At dusk, the fire becomes the dominant light source, casting warm tones against the dark brown-greenish pigment of the board-formed timber ceiling. The exposed in-situ concrete, left without tint or treatment, absorbs the glow unevenly. It is a deliberate atmospheric strategy: the pavilion shifts from an observation platform during the day to a cave-like enclosure at night. The primitive hut analogy is not decorative. It is literal.
Living with the View



The sliding glass panels at two corners allow ROSA to operate as an open belvedere when weather permits. Two loungers face the mountain range through the frame of the concrete slab, and the composition is so deliberate it borders on cinematic. The horizontal roof defines the top edge of the view. The sunken floor defines the bottom. The columns crop the sides. You are not simply looking at a landscape; you are looking at a landscape that has been edited by architecture.

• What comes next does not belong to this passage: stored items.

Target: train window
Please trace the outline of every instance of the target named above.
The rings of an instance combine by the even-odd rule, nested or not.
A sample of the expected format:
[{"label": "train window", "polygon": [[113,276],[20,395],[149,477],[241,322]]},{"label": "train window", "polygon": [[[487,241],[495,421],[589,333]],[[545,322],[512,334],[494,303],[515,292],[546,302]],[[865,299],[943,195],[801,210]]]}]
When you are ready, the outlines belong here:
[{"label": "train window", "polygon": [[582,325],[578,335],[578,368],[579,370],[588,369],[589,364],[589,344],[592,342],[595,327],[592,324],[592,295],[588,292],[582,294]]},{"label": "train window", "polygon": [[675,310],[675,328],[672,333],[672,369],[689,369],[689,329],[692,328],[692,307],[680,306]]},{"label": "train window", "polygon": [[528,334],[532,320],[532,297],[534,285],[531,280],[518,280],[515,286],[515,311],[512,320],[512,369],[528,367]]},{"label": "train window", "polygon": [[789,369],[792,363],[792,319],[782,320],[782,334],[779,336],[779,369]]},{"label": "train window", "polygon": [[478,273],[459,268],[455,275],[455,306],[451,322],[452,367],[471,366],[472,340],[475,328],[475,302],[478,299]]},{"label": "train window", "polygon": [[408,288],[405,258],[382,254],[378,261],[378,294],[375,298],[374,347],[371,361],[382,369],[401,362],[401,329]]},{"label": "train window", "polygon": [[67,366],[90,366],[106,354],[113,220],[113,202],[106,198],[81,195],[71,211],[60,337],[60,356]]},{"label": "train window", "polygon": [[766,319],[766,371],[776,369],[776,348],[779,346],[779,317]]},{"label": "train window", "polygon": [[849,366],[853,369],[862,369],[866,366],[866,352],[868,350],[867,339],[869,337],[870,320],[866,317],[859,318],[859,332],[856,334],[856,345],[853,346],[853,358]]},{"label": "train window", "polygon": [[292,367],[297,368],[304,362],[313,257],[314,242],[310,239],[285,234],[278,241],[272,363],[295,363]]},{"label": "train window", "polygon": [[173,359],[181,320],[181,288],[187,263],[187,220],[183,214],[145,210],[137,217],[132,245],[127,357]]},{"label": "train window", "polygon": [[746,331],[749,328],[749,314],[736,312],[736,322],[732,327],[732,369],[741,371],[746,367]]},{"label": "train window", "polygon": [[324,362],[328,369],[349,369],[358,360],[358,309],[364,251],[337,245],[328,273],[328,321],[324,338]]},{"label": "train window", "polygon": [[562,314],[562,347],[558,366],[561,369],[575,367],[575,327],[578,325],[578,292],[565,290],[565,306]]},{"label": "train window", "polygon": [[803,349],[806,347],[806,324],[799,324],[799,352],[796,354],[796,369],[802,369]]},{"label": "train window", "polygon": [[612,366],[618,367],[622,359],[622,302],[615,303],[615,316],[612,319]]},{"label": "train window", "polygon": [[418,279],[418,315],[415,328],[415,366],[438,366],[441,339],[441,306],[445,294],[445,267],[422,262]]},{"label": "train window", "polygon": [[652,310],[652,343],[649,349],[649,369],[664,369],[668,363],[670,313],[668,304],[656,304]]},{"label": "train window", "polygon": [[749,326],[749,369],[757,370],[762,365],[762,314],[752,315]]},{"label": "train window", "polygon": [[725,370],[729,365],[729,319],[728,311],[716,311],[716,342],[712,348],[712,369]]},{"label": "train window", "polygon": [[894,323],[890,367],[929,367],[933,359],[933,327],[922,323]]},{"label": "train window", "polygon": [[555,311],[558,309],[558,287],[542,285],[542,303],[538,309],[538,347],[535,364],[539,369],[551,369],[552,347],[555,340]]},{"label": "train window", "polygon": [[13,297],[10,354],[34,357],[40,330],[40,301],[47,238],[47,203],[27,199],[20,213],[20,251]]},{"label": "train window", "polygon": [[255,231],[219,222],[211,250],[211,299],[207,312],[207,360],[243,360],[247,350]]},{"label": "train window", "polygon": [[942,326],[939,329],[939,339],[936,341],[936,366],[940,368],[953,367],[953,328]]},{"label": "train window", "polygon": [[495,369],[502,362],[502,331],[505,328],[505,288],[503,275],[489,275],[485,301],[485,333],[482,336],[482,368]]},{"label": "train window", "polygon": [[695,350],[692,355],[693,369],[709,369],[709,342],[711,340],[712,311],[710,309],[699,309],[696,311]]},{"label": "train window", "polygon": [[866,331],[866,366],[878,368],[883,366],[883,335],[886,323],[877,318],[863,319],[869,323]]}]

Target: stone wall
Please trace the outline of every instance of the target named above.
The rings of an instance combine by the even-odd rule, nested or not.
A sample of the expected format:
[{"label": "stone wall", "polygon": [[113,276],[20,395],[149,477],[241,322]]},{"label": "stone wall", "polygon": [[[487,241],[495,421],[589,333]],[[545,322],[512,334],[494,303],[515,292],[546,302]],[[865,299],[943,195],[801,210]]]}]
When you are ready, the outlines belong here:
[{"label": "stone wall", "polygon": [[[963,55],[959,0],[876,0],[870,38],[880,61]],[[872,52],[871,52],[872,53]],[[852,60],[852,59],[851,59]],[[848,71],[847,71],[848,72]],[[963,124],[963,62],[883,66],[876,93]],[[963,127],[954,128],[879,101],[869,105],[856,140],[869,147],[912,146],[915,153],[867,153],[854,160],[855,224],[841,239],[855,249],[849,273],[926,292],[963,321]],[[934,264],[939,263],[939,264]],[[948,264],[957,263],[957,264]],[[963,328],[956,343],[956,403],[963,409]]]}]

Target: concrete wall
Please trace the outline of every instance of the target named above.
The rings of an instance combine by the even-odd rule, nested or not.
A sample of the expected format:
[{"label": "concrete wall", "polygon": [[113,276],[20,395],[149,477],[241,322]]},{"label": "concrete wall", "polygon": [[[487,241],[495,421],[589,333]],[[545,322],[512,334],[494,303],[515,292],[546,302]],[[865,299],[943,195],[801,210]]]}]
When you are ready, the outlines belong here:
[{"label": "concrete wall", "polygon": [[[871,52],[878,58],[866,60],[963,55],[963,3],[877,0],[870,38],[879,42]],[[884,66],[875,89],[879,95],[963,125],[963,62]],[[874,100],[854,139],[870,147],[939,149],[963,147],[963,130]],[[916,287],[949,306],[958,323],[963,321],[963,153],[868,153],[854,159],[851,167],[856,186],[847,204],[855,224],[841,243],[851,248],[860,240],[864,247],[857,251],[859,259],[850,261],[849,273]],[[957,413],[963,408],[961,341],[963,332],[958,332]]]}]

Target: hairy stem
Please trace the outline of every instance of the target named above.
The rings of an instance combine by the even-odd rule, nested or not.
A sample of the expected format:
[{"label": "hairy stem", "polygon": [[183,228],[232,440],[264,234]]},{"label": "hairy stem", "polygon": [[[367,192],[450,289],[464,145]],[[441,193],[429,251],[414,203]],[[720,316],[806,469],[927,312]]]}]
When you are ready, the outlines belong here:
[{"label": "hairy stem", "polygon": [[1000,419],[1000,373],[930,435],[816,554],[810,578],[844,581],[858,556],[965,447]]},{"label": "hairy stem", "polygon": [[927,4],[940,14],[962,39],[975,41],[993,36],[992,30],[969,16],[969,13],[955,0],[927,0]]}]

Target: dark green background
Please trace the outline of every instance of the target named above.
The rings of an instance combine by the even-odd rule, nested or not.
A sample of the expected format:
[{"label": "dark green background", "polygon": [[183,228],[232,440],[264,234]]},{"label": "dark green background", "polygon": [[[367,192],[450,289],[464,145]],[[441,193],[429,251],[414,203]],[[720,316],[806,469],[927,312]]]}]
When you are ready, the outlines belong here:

A table and chairs occupy one corner, positioned where the glass panels meet at sunset. The furnishings are sparse and purposeful. Nothing inside ROSA exists for decoration. Every object, from the stove to the lounge chair to the dining set, participates in the room's primary function: inhabiting a specific place on the earth with maximum awareness.
Plans and Drawings


The painted illustration reveals the pavilion's proportional logic with surprising warmth. Blue columns frame red hills and water, abstracting the real landscape into a compositional study. It communicates the architects' intent more directly than a photograph: ROSA is a frame before it is a shelter. The axonometric drawing, meanwhile, exposes the pyramidal timber roof structure with its central column and diagonal bracing. The crossed beams that manage seismic loads are clearly visible, confirming that the structural gymnastics required to free the corners are not casual. They are hard-won.
Why This Project Matters
ROSA matters because it demonstrates that architectural ambition has nothing to do with scale. Forty square metres, a single room, one fireplace, four columns. The inventory is absurdly modest. Yet the pavilion asks fundamental questions about what a building needs to be: how little material can define a space, how structure can serve both gravity and meaning, how a floor lowered by 60 centimetres can change your entire relationship to a hillside. These are not theoretical provocations. They are built answers.
As part of the larger Fundación Artificial project, ROSA also points toward a model of cultural production that is patient and site-specific. Pezo von Ellrichshausen are not building a campus all at once. They are placing individual structures across 130 hectares over years, letting each one respond to a particular geographic condition. If ROSA occupies the inflection point of a river, the next building will occupy a different moment in the terrain. The ambition is cumulative, and the pavilion's restraint is the clearest evidence that the architects trust the long game.
ROSA Pavilion by Pezo von Ellrichshausen, Yungay, Chile. 40 m². Completed 2022.